Ein Abgeordneter erkundigt sich beim Innenministerium nach Verfassungsschutz-Mitarbeitern im Ausland und bekommt keine Antwort - aus Sicherheitsgründen, heißt es. Das geht Karlsruhe zu weit: Das Staatswohl sei Bundestag und Bundesregierung gemeinsam anvertraut.

Richter
Der Zweite Senat des Bundesverfassungsgerichts. Foto: Uwe Anspach
Der Zweite Senat des Bundesverfassungsgerichts.
Foto: Uwe Anspach

Die Bundesregierung darf dem Bundestag und seinen Abgeordneten nicht unter pauschalem Verweis auf das Staatswohl allgemeine Auskünfte über die deutschen Geheimdienste verweigern.

Ein solches Vorgehen verletze das parlamentarische Fragerecht, entschied das Bundesverfassungsgericht am Mittwoch. Geklagt hatte der FDP-Abgeordnete Konstantin Kuhle. Er sagte nach der Urteilsverkündung in Karlsruhe, damit sei klargestellt, dass für den Bereich der Nachrichtendienste keine Ausnahme gelte.

Kuhle hatte Ende 2020 angefragt, wie viele Mitarbeiter des Verfassungsschutzes in den vergangenen fünf Jahren ins Ausland entsandt waren. Damals war die FDP noch in der Opposition. Das CSU-geführte Innenministerium verweigerte ihm die Information.

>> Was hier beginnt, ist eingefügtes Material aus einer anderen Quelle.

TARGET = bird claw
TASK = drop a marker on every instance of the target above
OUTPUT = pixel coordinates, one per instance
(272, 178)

Informationsanspruch des Bundestags nicht grenzenlos

Begründet wurde das damit, dass »in besonderem Maße das Staatswohl« berührt sei. Durch die Auskunft könnten Rückschlüsse auf die Arbeitsweise des Bundesamts für Verfassungsschutz gezogen werden.

»Dies wird den verfassungsrechtlichen Anforderungen an die Verweigerung der Beantwortung einer parlamentarischen Anfrage nicht gerecht«, sagte Vizegerichtspräsidentin Doris König.

Der Informationsanspruch des Bundestags und einzelner Abgeordneter sei zwar nicht grenzenlos. Ihm könne das Staatswohl entgegenstehen. Hier sei aber nicht ersichtlich, inwiefern die begehrte Auskunft die Funktionsfähigkeit des Verfassungsschutzes beeinträchtigen könnte. Kuhle habe weder nach Einsatzorten und -zeiten noch nach Tätigkeitsschwerpunkten oder anderen Einzelheiten gefragt.

Die Bundesregierung hatte in der Verhandlung im März vorgetragen, maßgeblich sei nicht der isolierte Gehalt einer Information. Es komme auf deren Potenzial als Mosaikstück an - also darauf, ob fremde Dienste sich aus vielen kleinen Informationen ein Gesamtbild zusammensetzen können. Dazu sagte König, die Übernahme dieser Theorie hätte »ein nahezu völliges Leerlaufen des parlamentarischen Fragerechts« zur Folge. Damit könne jede Auskunft verweigert werden.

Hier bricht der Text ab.